People – March 2006
Joe Sinsheimer has long been a master at crafting political messages. His latest one is concise: Jim Black must go. Black, a Democrat from Matthews, is a 10-term state representative in his fourth term as House speaker. He’s also a key figure in the scandal involving the state lottery
Sinsheimer launched www.jim blackmustgo.com Nov. 15. Within two months, it had more than a million hits. The weird part is that Sinsheimer is a Democrat who for years ran a political consultancy helping Democrats get elected. “I wanted to grab my party by the lapels. Everyone knew the emperor wasn’t wearing clothes, but no one wanted to talk about it.”
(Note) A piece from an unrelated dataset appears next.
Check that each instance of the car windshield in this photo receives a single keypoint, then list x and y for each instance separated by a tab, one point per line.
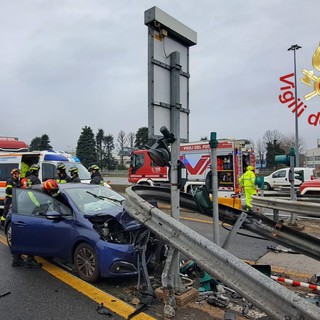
83	172
94	199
Despite his latest crusade, Sinsheimer, who turns 44 in April, says he has been retired from politics since late 2004. He’s the managing partner of Raleigh-based Sunflower Ventures I LLC, a venture-capital fund with $1 million under investment in North Carolina technology companies. One, Durham-based Motricity, which distributes music, games and other entertainment for wireless devices such as cell phones, plans to go public this year.
He grew up in Cleveland and came to North Carolina to attend Duke University, where he graduated with a double major in history and religion in 1983. He jumped into politics, moving to Iowa to work on California Sen. Alan Cranston’s presidential campaign. The next year, he returned to North Carolina to aid Jim Hunt’s bid for Jesse Helms’ Senate seat. In 1987-88, he was the Southeast political director for the Democratic Congressional Campaign Committee.
After a year at grad school at the University of Virginia, he returned to politics and in 1991 set up the Sinsheimer Group, a seven-employee consultancy in Raleigh. Through 1996, it handled close to 90 Democratic campaigns across the country. Burned out, he retired from politics, got married and moved to Denver in 1997, buying into Digital Education Systems, a technology startup. When his wife, a college professor, got an offer from N.C. State in 2001, he sold his stake, and they returned to Raleigh.
He planned to focus on venture-capital opportunities but says he got pulled back into politics. He helped Ed Rendell, former mayor of Philadelphia, get elected governor of Pennsylvania in 2002, and soon his phone was ringing off the hook. In 2004, he helped Illinois state legislator Barack Obama win a U.S. Senate seat and retired from politics again.